The film starts in a house, a man with a wild beard is in the bath but the sound of a car stopping and a family entering prompts him to hop out of the bath and through an open window because this isn’t his house. The man is Dwight, a homeless drifter, who lives out of a beat up car picking up bottles to earn a few dollars, fishing through theme park dumpsters for food and reading at night by torch. He is isolated and alone and it is clear he has suffered some trauma. When a police cruiser rolls up it seems that he’s going to get arrested.
“I’d like you to come to the station with me. Dwight, sweetheart, I’ll explain.”
Worse is in store for Dwight as he learns that a man in prison for committing an awful act against Dwight’s family is about to be released. Dwight is stunned by the news. After a night of soul-searching, Dwight has set his sights on getting revenge. He shaves his beard, fixes his car, tries to acquire weapons, gathers his money and courage and hits the road, heading towards his target. Things soon spiral out of control…
Revenge is a good way to create tragedy and the revenge-narrative is a staple of storytelling from Greek mythology, exploitation films like I Spit on Your Grave to opera like Rigoletto. What makes Blue Ruin noteworthy is the lead character and the way it uses him to explore the poisonous results of revenge and how the violence embraced by action movies has awful and tragic consequences.
I’d forgive you if you were crazy but you’re not. You’re weak.
From the first scene to the last, Macon Blair as Dwight is an essay in fear and reluctance and fatalism. Dwight has the look of one of life’s underachievers. Short, slightly overweight, sad puppy dog eyes, he is quiet and has an air of melancholy. He is not your typical square-jawed hero or tough heroine he looks more like the guy who works in IT. He is a normal dude but he wants revenge for a grave trauma.
Alas, Dwight is rather hapless and occasionally helpless. He is no scrapper and he can barely aim a gun. He lacks the nerve and the heartlessness to kill and hesitates at crucial moments, his body takes punishment and when he tries to patch himself up he just makes things worse. Although he is intelligent and conniving, he is also a coward. When facing violence fear is usually etched in face, eyes wide with fright hands clutching his gaping mouth. Seeing his fright invokes a feeling of sympathy but Dwight’s path of vengeance soon makes the overwhelming emotion that emerges in the film one of fear.

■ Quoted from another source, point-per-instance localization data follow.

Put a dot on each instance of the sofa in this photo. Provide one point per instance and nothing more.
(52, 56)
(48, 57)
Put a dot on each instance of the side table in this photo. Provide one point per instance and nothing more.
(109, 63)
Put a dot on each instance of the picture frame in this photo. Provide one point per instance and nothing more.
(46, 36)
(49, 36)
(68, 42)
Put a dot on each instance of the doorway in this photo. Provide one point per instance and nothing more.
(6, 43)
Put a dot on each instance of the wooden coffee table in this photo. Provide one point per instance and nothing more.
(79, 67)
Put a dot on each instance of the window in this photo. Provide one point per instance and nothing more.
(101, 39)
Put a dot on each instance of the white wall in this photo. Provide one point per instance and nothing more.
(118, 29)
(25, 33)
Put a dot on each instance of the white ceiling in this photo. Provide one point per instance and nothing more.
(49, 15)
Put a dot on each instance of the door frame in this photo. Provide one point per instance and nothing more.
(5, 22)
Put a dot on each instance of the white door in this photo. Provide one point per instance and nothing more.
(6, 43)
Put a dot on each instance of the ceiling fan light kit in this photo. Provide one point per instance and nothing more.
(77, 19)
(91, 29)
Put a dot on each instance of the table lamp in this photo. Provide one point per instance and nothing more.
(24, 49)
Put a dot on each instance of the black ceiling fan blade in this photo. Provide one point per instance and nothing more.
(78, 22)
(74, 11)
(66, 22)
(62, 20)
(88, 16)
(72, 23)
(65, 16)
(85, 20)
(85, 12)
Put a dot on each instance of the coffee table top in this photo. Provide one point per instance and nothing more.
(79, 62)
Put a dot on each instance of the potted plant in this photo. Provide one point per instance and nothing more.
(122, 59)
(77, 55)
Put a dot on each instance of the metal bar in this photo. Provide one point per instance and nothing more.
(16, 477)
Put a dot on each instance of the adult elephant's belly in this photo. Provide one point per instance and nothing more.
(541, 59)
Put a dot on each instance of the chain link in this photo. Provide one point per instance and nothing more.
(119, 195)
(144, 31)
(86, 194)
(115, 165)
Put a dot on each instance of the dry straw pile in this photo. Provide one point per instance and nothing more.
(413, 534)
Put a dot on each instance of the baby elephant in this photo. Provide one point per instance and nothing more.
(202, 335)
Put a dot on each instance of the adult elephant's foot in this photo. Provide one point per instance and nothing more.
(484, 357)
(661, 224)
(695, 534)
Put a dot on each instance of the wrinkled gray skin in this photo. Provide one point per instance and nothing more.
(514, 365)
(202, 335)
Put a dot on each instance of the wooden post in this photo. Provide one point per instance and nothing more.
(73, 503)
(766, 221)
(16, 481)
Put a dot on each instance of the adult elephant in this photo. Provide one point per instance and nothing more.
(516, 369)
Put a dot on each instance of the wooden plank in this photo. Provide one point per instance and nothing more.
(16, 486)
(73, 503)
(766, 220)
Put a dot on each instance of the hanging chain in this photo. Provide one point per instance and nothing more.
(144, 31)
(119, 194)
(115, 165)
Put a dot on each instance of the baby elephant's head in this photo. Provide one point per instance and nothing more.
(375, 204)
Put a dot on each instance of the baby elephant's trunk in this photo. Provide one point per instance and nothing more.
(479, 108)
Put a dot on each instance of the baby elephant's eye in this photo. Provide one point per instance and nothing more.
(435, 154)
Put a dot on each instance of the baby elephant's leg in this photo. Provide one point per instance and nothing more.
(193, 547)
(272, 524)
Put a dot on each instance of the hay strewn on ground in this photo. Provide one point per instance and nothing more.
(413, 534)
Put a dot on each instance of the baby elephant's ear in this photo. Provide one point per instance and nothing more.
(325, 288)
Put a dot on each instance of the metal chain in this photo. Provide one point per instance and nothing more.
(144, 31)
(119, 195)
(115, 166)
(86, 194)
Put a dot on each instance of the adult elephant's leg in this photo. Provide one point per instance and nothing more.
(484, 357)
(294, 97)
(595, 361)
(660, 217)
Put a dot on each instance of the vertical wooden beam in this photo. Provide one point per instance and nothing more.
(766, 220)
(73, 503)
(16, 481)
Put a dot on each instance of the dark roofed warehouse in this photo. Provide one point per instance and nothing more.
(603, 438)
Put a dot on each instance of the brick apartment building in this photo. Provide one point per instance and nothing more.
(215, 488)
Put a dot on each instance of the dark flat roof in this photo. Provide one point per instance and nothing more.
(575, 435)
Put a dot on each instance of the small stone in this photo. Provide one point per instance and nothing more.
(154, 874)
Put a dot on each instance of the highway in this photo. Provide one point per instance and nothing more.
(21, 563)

Fear is an emotion that the film stokes when it explores the issue of revenge and its fallout. Within the first quarter of the film Dwight has fulfilled what whole films are dedicated to but his violent desire and short-sighted actions cause the situation to escalate beyond anything he could imagine especially with his sister Sam and her children introduced as we see that retribution can go both ways.

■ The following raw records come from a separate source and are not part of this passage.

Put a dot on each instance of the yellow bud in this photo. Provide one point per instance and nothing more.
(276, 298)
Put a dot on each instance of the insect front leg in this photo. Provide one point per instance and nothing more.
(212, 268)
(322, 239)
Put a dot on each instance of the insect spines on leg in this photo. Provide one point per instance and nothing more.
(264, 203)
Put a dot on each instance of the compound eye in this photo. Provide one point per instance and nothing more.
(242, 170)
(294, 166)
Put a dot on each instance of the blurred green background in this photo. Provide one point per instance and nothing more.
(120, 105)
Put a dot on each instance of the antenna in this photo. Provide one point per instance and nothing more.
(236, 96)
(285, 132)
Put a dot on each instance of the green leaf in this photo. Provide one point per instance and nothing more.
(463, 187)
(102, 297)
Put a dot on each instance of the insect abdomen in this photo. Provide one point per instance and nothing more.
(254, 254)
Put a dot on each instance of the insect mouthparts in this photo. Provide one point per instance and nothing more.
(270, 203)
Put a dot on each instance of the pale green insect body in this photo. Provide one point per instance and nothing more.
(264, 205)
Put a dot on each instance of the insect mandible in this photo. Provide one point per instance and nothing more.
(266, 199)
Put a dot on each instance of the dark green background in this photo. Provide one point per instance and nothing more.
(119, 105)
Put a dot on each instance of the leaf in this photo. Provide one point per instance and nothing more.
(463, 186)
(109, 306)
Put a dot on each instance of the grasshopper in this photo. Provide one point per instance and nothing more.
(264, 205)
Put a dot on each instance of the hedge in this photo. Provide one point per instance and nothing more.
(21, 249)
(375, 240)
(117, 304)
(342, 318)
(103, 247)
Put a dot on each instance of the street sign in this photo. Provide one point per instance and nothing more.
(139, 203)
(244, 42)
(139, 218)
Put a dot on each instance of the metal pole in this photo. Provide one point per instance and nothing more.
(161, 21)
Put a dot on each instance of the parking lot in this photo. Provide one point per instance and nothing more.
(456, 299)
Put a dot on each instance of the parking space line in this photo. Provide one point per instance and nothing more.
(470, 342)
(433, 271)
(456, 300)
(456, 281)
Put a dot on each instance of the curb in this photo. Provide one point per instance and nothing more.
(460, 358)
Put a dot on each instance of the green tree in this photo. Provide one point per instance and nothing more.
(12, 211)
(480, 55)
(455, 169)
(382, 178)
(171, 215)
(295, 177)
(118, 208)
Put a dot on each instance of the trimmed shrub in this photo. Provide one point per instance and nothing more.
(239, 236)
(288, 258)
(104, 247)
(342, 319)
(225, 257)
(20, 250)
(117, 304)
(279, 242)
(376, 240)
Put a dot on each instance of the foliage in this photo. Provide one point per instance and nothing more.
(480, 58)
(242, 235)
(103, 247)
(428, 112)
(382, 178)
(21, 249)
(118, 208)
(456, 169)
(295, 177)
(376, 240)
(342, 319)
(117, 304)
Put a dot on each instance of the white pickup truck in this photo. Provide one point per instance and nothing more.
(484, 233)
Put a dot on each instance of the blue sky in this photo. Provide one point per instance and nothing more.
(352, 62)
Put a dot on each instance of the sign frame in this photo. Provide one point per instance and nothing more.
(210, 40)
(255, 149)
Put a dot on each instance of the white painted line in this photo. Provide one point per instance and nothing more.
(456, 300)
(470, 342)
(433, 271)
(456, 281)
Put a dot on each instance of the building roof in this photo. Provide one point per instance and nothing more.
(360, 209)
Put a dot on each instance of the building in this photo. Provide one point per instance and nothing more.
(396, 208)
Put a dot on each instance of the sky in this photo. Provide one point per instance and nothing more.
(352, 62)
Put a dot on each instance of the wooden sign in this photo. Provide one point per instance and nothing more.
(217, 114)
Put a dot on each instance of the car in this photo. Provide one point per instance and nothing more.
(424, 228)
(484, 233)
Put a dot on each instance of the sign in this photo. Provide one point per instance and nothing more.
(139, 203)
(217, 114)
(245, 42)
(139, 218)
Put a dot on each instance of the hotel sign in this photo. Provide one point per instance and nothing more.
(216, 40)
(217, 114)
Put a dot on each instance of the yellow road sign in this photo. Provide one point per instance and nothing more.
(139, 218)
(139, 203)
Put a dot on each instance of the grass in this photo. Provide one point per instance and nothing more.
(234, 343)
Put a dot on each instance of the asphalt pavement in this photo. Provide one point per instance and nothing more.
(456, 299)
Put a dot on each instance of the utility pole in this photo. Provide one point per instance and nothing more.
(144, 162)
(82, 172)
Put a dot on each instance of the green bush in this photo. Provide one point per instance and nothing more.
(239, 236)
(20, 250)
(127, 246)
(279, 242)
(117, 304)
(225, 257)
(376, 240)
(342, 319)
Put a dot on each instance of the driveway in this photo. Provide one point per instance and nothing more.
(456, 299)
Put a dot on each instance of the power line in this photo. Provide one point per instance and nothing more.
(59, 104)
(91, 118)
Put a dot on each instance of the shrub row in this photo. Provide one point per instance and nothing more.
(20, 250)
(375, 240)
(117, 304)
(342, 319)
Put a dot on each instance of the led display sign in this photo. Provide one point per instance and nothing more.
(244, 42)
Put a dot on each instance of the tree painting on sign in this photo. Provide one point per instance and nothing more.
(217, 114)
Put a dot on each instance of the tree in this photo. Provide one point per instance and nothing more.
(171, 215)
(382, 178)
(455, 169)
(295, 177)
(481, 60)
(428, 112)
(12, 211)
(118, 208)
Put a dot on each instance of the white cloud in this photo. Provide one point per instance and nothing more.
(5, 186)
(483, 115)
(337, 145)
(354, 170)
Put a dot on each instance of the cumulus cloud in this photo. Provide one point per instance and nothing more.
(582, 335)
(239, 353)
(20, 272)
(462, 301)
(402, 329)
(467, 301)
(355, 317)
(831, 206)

Sam, played equal parts smart and sympathetic and hard by Amy Hargreaves, is a single-mother working a decent job to support two cute and young daughters. She is in the process of rebuilding her life after the crime but Dwight’s actions derail this. Revenge might be justifiable in movie terms and Sam may also desire revenge, something fuelled by the loathing she feels for the criminal and his family, but when she realises the danger that Dwight’s actions may bring to her doorstep, the anger she has is turned on Dwight and she realises that the price of vengeance might be too high. At this point the film grows even more terrifying as we wonder how far the violence will extend as two families go to war.
No speeches. No talking. You point the gun. You shoot him.

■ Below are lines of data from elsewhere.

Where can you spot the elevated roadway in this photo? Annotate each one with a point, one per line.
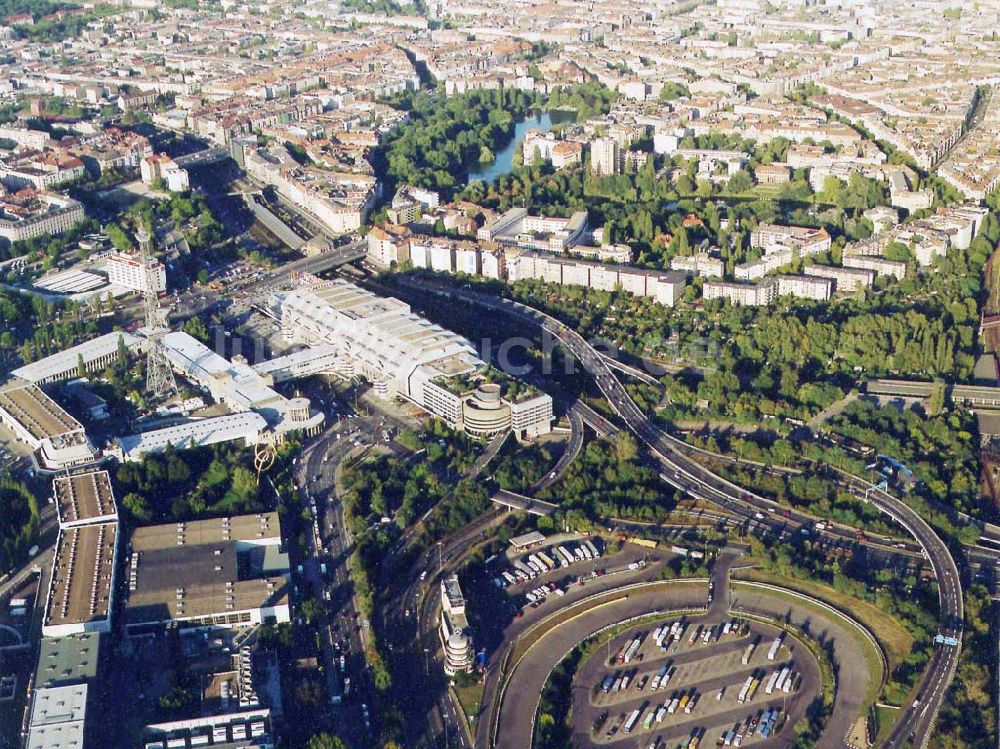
(915, 722)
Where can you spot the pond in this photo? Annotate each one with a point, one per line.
(504, 160)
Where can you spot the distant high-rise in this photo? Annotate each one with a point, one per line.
(604, 157)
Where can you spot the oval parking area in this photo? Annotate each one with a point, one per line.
(694, 679)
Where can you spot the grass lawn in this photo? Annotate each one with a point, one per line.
(874, 662)
(893, 636)
(886, 717)
(470, 696)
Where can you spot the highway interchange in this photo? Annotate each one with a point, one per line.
(915, 721)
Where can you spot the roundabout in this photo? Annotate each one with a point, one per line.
(831, 682)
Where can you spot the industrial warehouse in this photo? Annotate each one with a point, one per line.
(224, 572)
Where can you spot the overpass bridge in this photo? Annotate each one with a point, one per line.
(519, 502)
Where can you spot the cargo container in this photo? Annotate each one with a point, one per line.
(631, 650)
(742, 696)
(546, 560)
(769, 688)
(789, 682)
(689, 707)
(782, 676)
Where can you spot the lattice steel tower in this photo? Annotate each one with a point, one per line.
(160, 381)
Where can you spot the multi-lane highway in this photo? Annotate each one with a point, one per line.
(915, 721)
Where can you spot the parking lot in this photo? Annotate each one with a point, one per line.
(694, 682)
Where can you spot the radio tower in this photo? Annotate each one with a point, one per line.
(160, 381)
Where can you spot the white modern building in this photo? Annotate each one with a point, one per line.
(245, 428)
(58, 718)
(126, 270)
(455, 638)
(237, 385)
(224, 572)
(405, 356)
(516, 228)
(97, 354)
(58, 439)
(664, 287)
(52, 214)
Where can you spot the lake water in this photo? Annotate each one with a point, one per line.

The film’s indie foundation can be sensed in the lean running time and business-like approach to things. Despite some black comedy from Devin Ratray as Dwight’s high school friend, things are deadly serious. There are no ostentatious action scenes, the action is not pumped up. It feels like it is taking place in reality. Characters may shoot at each other but hitting things is hard. Dramatic speeches about revenge in diners are kept to a minimum or interrupted by everyday reality like random people asking for ketchup.
The film’s pace has a raw and immediate energy that sucks the audience into the spiralling chaos. The story becomes scary because it feels realistic. On-screen fights are quick but very brutal and very messy affairs where Dwight’s inexperience with violence makes situations take alarming turns and ratchets up the tension generated by the film. Violence is not fetishized or made a joke of, it is gory and harrowing and it feels like anybody and everybody can be caught up in it.
Through fearing for Dwight’s safety and seeing the appalling results of the action on screen these moments help the film sell the senseless nature of violence that other films delight in displaying. There are quiet and contemplative moments where Dwight considers his actions and the results, moments like when he is in his niece’s room looking at toys or leafing through family photo albums. Seeing the innocence that has been shattered makes one feel a sense despair over the death and killing. There is one big irony in the backstory that is slowly revealed and this with everything we have seen reinforces the idea that violence is too quickly turned to and made easier to conduct thanks to the widespread presence of guns and it is hard not to sense some sort of criticism of America’s gun culture.
Director Jeremy Saulnier also played the role of writer and cinematographer and his skill in showing the damage to people is impressive. The direction makes this more palpable by favouring close-ups on faces over the few scattered long shots. We see the anger and fear on characters faces and it makes the whole thing unbearable at points. I was shaking and willing him to stop. As unbearable as the film can be, it is also beautiful as we see the countryside of Virginia which makes the violence all the more awful.
I have rambled enough. I saw this as the first of a double-bill with The Wind Rises. I found the film a heart jolting affair and I felt so much tension following Dwight as I experienced some of the terror he went through. Furthermore, the film got me to think about violence and the way it is consumed. I was glad when it was over and consider the film one of the most compelling this year.